Quase por milagre, Neuschul consegue fugir com sua esposa e filhos no último trem saído de Praga, última chance aos diversos perseguidos pelo regime Nazista.

Ele consegue chegar à Inglaterra, onde viveu até morrer, mas o restante de sua família morreu em campos de extermínio. 
Mas, e a Mãe Negra...?

Ninguém sabe quem ela foi. Provavelmente, uma família de imigrantes que Neuschul ajudava, eis que, após sua morte, foram encontrados esboços e fotos da mesma mulher, e de seu pretenso marido, nos papeis de Neuschul, mas sem qualquer anotação. 
A família pode ser de Camarões, Namíbia, Tanzânia, Ruanda, Burundi ou Togo, colônias alemãs desde a década de 1880 - até serem abandonadas após a 1ªGuerra Mundial.
E a Alemanha não tinha colônias no Caribe.

Na época em que foi pintada Mãe Negra, o número de africanos em Berlim era mínimo. Na Alemanha toda, em uma população de 65 milhões de pessoas, havia pouco menos de 24.000 africanos.

Mas não é somente a cor de sua pele que a torna um assunto incomum na arte ocidental... 

É também seu ato...

Uma mulher comum, uma mulher negra, em plena Alemanha Nazista, amamentando em via pública, com olhos ferozes, de quem não aceita intimidações; de quem não baixa sua cabeça.

Ela veste roupas de rua e da moda. Está ao ar livre, provavelmente um lugar público, mas com o seio exposto e alimentando um bebê grande o suficiente para andar - digamos, com uns 12 meses de idade.

O ato de amamentar, nessa época, era absolutamente escondido e vergonhoso. 

E ela protege seu bebê do quê?
O bebê assustado que confia na mãe, como qualquer criança amada.
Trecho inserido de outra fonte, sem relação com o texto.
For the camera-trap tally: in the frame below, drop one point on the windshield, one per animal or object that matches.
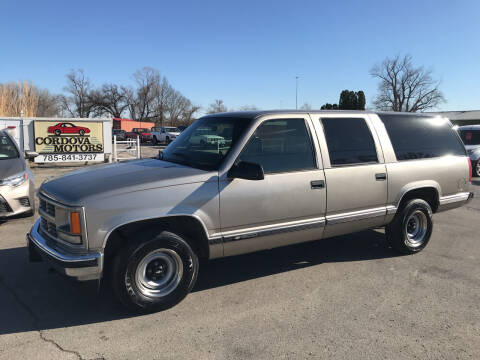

Os negros na Alemanha nazista foram vítimas silenciadas e esquecidas, justamente por eram poucos, mas foram tão barbarizados quanto quaisquer dos "indesejáveis".

E qual teria sido a razão de Neuschul retratar esse fato, a Mãe Negra amentando - além, óbvio, de toda sua luta feita por meio da arte?

Lembram que Mãe Negra foi pintada em 1931?

Pois então... existe uma teoria interessantíssima acerca da motivação por trás da Mãe Negra: Acontece que em 1931, o arqueólogo britânico Louis Leakey encontrou uma das mais antigas ferramentas feitas pelo homem, em Olduvai Gorge, na Tanzânia, África.

O objeto de 1,8 milhão de anos provou que a humanidade não surgiu de uma raça ariana suprema, mas começou na África.

A peça, que hoje está no Museu Britânico, virou manchete. O mundo soube, pela primeira vez, de forma incontestável, que a África era, de fato, a mãe de todas as nações.

Jamais saberemos se Neuschul tinha isso em mente quando pintou Mãe Negra, seu hino para a humanidade.

Mãe Negra se salvou das garras nazistas graças à primeira esposa de Neuschul e de amigos, que conseguiram esconder algumas obras durante a guerra.

Neuschul, por toda sua luta, foi apagado de forma violenta da história da arte alemã, o que o torna, até hoje, pouco conhecido. 
Tremendamente ferido pela perda da família e de amigos, pelas barbaridades nazistas contra a humanidade toda, Neuschul não voltou mais à Alemanha. Inclusive, mudou seu nome e passou a se chamar Ernest Norland - renegando suas origens tão feridas.

Felizmente, a memória e força de poucos foram suficientes para vencer a sanha destruidora dos nazifascistas e Ernest Neuschul, ou Ernest Norland, chega aos nossos dias, mesmo que pouco conhecido.

Mas jamais devemos esquecer a Mãe Negra, ode de amor e respeito à África.

No final, é um continente todo que amamenta a humanidade.

É o povo sofrido e escravizado que olha valente, cabeça erguida, capaz de proteger seus filhos e sua história.

É a resistência contra o colonialismo, o nazismo, o fascismo e toda a maldade que há.